Catalyst, he said, "has moved up steadily over the last couple of days."

He meantime saw Catalyst sector peer NewPage Corp.'s 11 3/8% senior secured notes due 2014 around the same 951/2-96 bid range where the Miamisburg, Ohio-based coated-paper manufacturer's bonds had already been, labeling them unchanged on the day.

OPTI Canada active

A trader said that OPTI Canada's bonds remained pretty much within their recent ranges seeing the Calgary, Alta.-based oil-sands energy company's 7 7/8% senior secured notes due 2014 staying around a 711/2-72½ range, on "some trades today, but not much."

He also saw the company's 8¼% notes due 2014 saw "a lot more activity," ending at 72¼ bid, 72¾ offered, which he called unchanged to down ½ point.

At another desk, a market source said the latter bonds were ending at 72 13/16 bid, which he called a loss of 11/16 on the session.

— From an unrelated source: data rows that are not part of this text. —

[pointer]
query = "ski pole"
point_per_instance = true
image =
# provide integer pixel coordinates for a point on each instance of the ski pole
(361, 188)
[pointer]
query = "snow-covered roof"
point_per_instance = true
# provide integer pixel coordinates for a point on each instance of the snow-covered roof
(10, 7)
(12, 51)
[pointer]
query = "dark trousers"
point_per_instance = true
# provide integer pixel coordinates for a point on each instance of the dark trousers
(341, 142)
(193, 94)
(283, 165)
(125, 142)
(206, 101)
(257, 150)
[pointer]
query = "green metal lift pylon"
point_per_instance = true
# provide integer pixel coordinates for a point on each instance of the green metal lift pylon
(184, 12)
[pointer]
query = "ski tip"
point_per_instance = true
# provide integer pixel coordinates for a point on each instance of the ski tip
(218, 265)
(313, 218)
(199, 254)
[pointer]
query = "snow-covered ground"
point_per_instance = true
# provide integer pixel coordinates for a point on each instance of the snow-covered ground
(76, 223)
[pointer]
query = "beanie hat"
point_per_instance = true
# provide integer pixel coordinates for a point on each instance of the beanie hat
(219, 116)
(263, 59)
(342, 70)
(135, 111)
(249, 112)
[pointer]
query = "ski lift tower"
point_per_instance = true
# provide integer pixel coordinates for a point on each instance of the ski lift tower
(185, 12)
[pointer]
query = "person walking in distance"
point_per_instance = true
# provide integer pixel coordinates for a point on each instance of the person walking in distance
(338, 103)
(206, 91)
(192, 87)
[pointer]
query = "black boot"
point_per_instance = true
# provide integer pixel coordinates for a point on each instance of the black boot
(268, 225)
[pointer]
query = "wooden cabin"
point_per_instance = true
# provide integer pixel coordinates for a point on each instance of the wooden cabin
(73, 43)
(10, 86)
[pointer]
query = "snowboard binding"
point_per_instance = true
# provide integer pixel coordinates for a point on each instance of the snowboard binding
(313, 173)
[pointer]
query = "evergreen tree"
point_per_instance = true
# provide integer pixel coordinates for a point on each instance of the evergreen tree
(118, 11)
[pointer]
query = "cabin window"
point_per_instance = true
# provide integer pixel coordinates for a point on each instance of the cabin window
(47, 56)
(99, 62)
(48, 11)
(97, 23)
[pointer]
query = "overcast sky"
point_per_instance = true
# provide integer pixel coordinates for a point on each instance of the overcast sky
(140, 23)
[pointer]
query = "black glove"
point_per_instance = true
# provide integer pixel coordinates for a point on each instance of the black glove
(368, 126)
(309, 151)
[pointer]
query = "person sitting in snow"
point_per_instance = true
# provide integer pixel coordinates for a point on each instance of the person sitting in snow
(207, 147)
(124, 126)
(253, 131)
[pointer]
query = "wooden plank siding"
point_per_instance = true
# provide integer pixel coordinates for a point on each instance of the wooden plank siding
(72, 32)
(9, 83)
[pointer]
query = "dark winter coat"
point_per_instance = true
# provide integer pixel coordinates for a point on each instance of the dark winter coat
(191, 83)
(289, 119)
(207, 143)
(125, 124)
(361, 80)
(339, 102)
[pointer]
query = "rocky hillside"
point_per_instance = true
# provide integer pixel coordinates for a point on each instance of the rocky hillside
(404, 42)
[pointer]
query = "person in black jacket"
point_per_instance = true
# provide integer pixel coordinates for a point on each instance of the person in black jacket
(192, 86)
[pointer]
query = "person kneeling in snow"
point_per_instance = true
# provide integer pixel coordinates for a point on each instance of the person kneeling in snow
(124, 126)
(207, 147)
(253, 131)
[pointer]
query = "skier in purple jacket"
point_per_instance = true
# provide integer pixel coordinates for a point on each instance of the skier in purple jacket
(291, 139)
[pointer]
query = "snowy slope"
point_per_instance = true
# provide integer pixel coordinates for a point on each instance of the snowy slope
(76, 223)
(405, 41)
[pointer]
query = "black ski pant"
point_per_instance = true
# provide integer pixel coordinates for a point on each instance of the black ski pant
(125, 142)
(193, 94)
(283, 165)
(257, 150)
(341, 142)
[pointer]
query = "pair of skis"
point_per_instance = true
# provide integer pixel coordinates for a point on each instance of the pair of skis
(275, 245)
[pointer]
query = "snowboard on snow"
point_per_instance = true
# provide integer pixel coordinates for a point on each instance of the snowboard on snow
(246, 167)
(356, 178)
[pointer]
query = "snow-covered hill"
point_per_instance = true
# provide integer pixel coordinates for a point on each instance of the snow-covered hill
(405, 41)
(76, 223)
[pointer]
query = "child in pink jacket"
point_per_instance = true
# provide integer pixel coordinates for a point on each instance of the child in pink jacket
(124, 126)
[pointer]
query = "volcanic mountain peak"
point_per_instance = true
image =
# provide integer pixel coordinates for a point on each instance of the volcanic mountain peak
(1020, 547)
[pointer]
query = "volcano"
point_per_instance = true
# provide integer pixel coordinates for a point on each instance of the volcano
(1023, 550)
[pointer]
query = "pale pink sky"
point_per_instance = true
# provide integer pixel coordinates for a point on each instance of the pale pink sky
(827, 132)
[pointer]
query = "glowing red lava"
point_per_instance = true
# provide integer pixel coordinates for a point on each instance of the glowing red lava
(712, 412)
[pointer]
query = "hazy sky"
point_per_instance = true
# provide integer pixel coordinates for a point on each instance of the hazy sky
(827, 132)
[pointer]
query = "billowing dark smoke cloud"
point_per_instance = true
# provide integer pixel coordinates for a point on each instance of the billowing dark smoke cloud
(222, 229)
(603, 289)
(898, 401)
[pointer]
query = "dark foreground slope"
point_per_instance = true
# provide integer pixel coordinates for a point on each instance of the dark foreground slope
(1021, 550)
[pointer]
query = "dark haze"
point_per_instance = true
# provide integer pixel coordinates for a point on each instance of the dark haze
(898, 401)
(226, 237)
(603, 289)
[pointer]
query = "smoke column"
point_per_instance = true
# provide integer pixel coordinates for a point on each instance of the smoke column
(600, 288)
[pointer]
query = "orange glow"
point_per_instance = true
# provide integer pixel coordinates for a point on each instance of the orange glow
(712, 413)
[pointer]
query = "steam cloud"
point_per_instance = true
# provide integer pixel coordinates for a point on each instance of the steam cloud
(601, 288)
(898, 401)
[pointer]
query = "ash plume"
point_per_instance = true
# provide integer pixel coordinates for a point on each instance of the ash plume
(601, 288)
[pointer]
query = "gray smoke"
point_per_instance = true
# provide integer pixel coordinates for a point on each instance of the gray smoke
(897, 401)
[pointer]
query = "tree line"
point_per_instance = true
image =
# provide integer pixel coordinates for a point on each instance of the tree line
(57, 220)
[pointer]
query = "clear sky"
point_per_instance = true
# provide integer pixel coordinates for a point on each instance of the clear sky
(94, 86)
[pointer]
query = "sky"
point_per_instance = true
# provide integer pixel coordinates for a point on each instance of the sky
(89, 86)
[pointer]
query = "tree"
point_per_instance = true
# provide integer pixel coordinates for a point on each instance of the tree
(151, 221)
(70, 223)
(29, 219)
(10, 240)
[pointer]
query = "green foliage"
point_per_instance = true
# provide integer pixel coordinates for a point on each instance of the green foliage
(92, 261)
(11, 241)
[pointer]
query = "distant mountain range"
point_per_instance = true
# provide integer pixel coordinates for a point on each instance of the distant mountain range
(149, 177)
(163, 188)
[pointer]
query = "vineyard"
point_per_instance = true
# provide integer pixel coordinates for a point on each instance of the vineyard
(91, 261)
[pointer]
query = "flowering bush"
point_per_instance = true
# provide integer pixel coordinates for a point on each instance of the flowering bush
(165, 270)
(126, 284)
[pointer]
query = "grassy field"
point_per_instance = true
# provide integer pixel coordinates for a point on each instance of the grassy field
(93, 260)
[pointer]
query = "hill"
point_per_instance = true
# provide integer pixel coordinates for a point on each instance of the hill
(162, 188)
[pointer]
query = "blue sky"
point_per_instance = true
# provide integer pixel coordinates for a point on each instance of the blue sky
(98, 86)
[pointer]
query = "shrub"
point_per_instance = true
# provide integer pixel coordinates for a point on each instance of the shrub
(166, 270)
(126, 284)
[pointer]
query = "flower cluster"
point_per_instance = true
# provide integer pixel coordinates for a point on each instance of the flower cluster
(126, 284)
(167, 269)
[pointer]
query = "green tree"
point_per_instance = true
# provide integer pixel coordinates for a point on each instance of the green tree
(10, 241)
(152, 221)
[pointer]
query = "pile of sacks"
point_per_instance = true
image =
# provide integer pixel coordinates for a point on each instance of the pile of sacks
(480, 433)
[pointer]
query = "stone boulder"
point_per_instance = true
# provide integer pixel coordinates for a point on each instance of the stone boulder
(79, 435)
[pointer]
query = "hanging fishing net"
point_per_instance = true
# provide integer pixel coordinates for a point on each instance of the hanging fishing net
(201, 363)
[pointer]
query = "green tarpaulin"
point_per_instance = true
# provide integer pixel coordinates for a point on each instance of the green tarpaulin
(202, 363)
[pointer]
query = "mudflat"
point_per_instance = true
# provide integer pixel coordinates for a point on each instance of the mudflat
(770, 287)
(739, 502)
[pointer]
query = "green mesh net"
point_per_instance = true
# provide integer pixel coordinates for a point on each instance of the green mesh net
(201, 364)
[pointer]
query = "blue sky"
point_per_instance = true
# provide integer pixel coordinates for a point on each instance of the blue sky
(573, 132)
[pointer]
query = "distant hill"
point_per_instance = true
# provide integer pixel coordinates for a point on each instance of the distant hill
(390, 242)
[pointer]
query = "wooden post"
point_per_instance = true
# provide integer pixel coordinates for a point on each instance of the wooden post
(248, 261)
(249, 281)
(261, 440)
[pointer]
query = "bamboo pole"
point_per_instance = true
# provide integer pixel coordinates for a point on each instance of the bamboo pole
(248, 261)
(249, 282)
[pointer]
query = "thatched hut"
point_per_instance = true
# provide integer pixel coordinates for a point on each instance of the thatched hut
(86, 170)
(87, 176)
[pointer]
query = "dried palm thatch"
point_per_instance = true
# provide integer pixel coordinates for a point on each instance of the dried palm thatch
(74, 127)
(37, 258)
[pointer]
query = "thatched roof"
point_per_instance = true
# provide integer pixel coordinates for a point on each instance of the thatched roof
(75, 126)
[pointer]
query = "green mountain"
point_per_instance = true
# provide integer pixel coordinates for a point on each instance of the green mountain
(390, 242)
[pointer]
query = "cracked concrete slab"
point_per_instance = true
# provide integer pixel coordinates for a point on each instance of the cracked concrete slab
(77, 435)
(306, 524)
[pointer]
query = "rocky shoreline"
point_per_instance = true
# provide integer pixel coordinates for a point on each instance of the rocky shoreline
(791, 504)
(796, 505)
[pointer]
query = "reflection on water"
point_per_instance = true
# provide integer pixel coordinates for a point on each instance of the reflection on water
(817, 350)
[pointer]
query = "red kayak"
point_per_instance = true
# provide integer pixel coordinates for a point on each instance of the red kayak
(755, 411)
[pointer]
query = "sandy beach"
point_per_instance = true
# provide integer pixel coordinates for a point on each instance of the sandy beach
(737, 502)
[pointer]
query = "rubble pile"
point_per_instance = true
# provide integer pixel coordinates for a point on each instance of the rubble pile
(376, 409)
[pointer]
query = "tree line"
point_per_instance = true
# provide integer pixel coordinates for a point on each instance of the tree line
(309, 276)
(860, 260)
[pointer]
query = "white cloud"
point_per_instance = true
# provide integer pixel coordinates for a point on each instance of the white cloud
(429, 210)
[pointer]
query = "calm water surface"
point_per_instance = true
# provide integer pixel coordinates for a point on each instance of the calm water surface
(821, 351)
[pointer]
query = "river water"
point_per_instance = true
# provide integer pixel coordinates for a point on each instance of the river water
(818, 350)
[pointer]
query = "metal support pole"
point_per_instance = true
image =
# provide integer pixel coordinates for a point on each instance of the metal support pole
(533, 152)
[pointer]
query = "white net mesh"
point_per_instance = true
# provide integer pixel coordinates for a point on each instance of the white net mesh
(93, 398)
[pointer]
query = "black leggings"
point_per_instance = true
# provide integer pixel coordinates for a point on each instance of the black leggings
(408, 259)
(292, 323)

However, another market source, while quoting the bonds ending at 72½ bid, called that up nearly a point on a strictly round-lot basis. He noted that large-block activity in the credit was brisk, with over $27 million having changed hands by the end of the day, putting the OPTI issue onto the high yield most-actives list.

A&P mostly inactive

A trader said that he "didn't see much of" Great Atlantic & Pacific Tea Co.'s bonds during Wednesday's session.

He said that its 5 1/8% convertible notes slated to come due on June 15 and its 6¾% converts due 2012 were just "hanging around" 33 bid, 35 offered, levels which he called unchanged. Despite their convertible status, those two issues trade at low levels typical of plain old senior unsecured junk bonds because the underlying stock of the bankrupt Montrose, N.J.-based supermarket operator is considered all but worthless in a restructuring scenario.

He meantime saw the company's 11 3/8% senior secured notes due 2015 at 92 bid, 94 offered, "pretty much where I'd had them" previously. He said there was "not much" activity in either the 11 3/8s or the converts on Wednesday.